The question for us, and for the Senate, is whether confirming this hugely controversial nominee is worth the price. Our answer is no.

We had hoped that the FBI background check of Kavanaugh reopened this week would help resolve the conflict, but by all accounts it has failed to do so. Republican senators said the investigation, which included interviews with people Ford said were at the gathering where she says she was assaulted, produced no corroboration of her account. If so, that’s obviously good news for Kavanaugh.

But agents don’t appear to have found information that contradicted Ford’s story, either. Nor did they interview either Ford or Kavanaugh, as they should have if the investigation were to be fully credible. And while the FBI also interviewed Deborah Ramirez, who claimed that Kavanaugh exposed himself to her at a college party, Ramirez’s lawyer complained that several potential witnesses weren’t interviewed.

There is no guarantee that a less rushed and more comprehensive investigation would have established the truth.
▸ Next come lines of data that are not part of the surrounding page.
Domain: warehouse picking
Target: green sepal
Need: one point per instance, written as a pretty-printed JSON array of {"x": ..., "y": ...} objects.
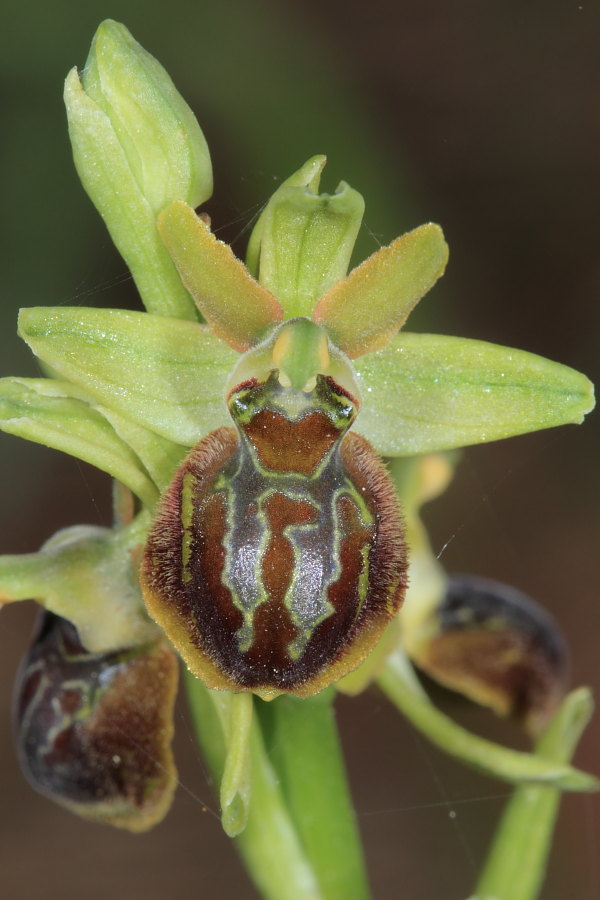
[
  {"x": 162, "y": 373},
  {"x": 269, "y": 845},
  {"x": 235, "y": 715},
  {"x": 106, "y": 175},
  {"x": 86, "y": 575},
  {"x": 235, "y": 306},
  {"x": 302, "y": 243},
  {"x": 159, "y": 456},
  {"x": 363, "y": 312},
  {"x": 159, "y": 133},
  {"x": 516, "y": 865},
  {"x": 425, "y": 393},
  {"x": 44, "y": 411}
]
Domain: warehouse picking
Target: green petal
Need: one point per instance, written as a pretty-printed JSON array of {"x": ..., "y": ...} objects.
[
  {"x": 427, "y": 392},
  {"x": 164, "y": 374},
  {"x": 236, "y": 307},
  {"x": 106, "y": 175},
  {"x": 41, "y": 410},
  {"x": 364, "y": 312},
  {"x": 302, "y": 243}
]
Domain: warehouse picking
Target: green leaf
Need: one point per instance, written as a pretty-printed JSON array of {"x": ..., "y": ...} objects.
[
  {"x": 302, "y": 243},
  {"x": 363, "y": 312},
  {"x": 236, "y": 307},
  {"x": 41, "y": 410},
  {"x": 427, "y": 392},
  {"x": 106, "y": 175},
  {"x": 164, "y": 374}
]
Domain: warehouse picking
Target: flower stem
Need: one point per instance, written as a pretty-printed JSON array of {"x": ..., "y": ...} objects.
[
  {"x": 306, "y": 752},
  {"x": 400, "y": 684},
  {"x": 516, "y": 865},
  {"x": 269, "y": 845}
]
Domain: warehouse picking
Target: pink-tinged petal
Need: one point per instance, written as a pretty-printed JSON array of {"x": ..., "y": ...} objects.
[
  {"x": 363, "y": 312},
  {"x": 236, "y": 307}
]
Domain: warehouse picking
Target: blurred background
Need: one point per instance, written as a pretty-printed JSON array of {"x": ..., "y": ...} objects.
[{"x": 484, "y": 117}]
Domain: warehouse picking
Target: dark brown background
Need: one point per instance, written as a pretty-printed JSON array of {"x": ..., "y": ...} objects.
[{"x": 484, "y": 117}]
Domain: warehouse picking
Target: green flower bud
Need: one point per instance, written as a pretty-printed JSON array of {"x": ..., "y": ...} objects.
[
  {"x": 137, "y": 147},
  {"x": 162, "y": 140}
]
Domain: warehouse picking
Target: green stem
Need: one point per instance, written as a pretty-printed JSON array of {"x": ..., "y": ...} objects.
[
  {"x": 269, "y": 845},
  {"x": 399, "y": 683},
  {"x": 516, "y": 865},
  {"x": 307, "y": 755}
]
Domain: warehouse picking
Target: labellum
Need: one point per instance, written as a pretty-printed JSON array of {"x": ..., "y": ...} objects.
[
  {"x": 94, "y": 730},
  {"x": 277, "y": 555}
]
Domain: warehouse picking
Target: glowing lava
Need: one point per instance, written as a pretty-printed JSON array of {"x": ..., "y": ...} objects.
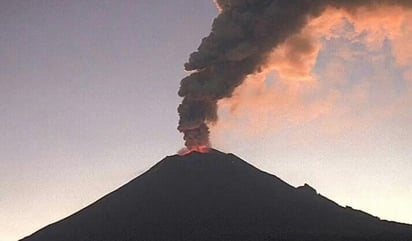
[{"x": 200, "y": 149}]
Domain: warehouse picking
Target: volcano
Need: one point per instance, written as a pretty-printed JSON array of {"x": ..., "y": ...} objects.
[{"x": 217, "y": 197}]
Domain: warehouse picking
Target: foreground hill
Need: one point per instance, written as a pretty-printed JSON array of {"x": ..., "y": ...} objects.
[{"x": 217, "y": 197}]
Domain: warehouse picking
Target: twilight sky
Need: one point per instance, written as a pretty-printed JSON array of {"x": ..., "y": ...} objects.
[{"x": 88, "y": 98}]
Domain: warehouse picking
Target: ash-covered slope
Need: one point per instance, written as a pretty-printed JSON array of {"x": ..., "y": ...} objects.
[{"x": 217, "y": 196}]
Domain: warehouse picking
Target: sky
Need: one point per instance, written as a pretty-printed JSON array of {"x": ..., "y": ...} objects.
[{"x": 88, "y": 98}]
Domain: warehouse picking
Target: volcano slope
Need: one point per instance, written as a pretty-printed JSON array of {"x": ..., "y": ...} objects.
[{"x": 217, "y": 197}]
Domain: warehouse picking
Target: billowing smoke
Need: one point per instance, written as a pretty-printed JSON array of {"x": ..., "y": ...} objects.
[{"x": 241, "y": 39}]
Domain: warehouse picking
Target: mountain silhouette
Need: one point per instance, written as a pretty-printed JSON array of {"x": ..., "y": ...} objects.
[{"x": 217, "y": 197}]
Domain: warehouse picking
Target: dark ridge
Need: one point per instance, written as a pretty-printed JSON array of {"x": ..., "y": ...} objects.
[{"x": 217, "y": 197}]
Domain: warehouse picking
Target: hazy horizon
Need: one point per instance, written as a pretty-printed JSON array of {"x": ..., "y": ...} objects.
[{"x": 88, "y": 98}]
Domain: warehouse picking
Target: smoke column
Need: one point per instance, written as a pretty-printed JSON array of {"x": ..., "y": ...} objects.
[{"x": 242, "y": 37}]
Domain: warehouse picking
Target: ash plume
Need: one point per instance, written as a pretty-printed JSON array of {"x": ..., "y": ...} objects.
[{"x": 242, "y": 37}]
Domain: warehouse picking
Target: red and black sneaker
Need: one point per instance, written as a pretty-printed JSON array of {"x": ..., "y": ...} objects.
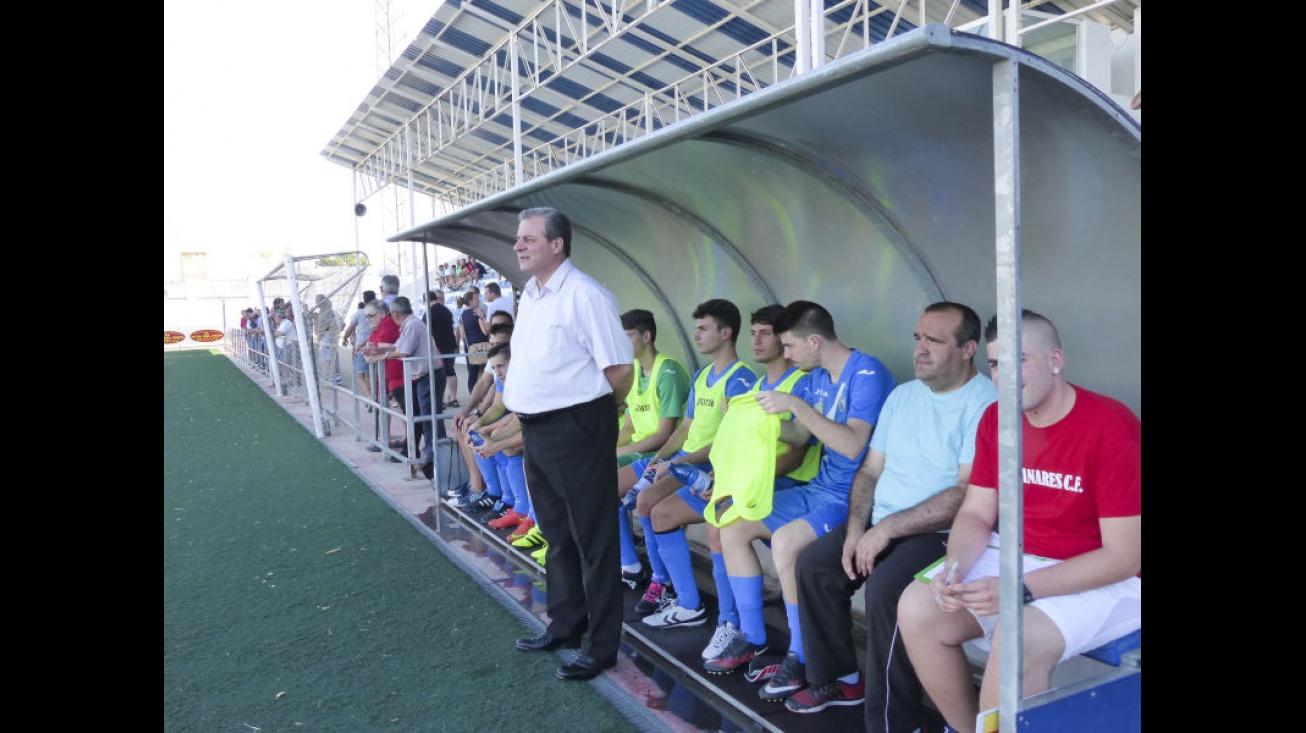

But the effort should have been made. Now the Senate confronts the agonizing decision of whether to bestow a lifetime seat on the Supreme Court on a nominee against whom serious but unproved accusations have been leveled. As they do so, it is worth remembering two things: that Ford has no known motivation for making up these charges, and that many of the details she provided have turned out to be true. She knew, for instance, who Kavanaugh’s closest high school friends were and that one of them, Mark Judge, worked at a local supermarket.

But these accusations from years ago aren’t the only reasons for senators to vote no. Kavanaugh’s behavior after Ford’s allegations surfaced raised serious questions about his temperament and judgment.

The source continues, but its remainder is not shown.